Les grands magasins et les temples modernes de la consommation savent combien il est important de favoriser cette «suspension de l’incrédulité» par tous les signes d’un cadre réenchanté, si bien décrit par Emile Zola, déjà, dans le Bonheur des dames : espace, couleur, profusion, vie et mouvement. En revanche, depuis l’époque d’Emile Zola, les choses ont bien changé. La consommation doit opérer à plein régime et procurer toujours plus de sensations. Cela explique l’intérêt actuel pour le polysensoriel dans la conception des objets, des lieux et des modes de vente. Créer l’ambiance, stimuler tous les sens : l’enchantement est souvent à ce prix.

Inutile de dire à quel point les soldes précipitent le cours des choses, en respectant, d’une certaine manière, la règle des trois unités : de temps (sur une période réduite), de lieu (par concentration de l’offre), d’action (tout doit disparaître). Cette dramaturgie de la consommation crée une tension dynamique, que l’on espère rentable. Sous cet angle, l’homo economicus (besoins-objets-satisfaction) se double de l’homo ludens, tant les soldes ont le pouvoir de condenser les formes symboliques du jeu décrites par Roger Caillois : l’agôn, avec la compétition entre clients sur un même secteur, pour un même article ; l’alea, avec la part de chance et de hasard pour tomber sur la bonne affaire ; le mimicry, dans la mesure où les soldes représentent un simulacre du coup de balai, du pillage ou du saccage organisé, où les plus malins tirent leur épingle du jeu ; l’ilinx, en raison du vertige créé par l’achat et le lieu, entre excitation, agitation, étourdissement. On ne fait pas les soldes comme on fait ses courses. Dans la foule, il faut jouer serré.

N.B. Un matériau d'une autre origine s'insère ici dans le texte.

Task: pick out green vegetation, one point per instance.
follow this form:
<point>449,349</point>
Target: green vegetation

Cette conception ludique des soldes participe, à n’en pas douter, de la vision réenchantée de la consommation. On discutera peut-être la nécessité de donner une consistance symbolique, voire lyrique, à ce qui n’est, au fond, qu’une pure opération commerciale. Convertir les soldes, comme nous le suggérons, en parcours, en expérience, en jeu, n’est pas dénué d’intérêt pour éclairer notre rapport complexe à la consommation. Preuve que si l’on veut faire des économies, on ne désire pas moins s’en laisser conter.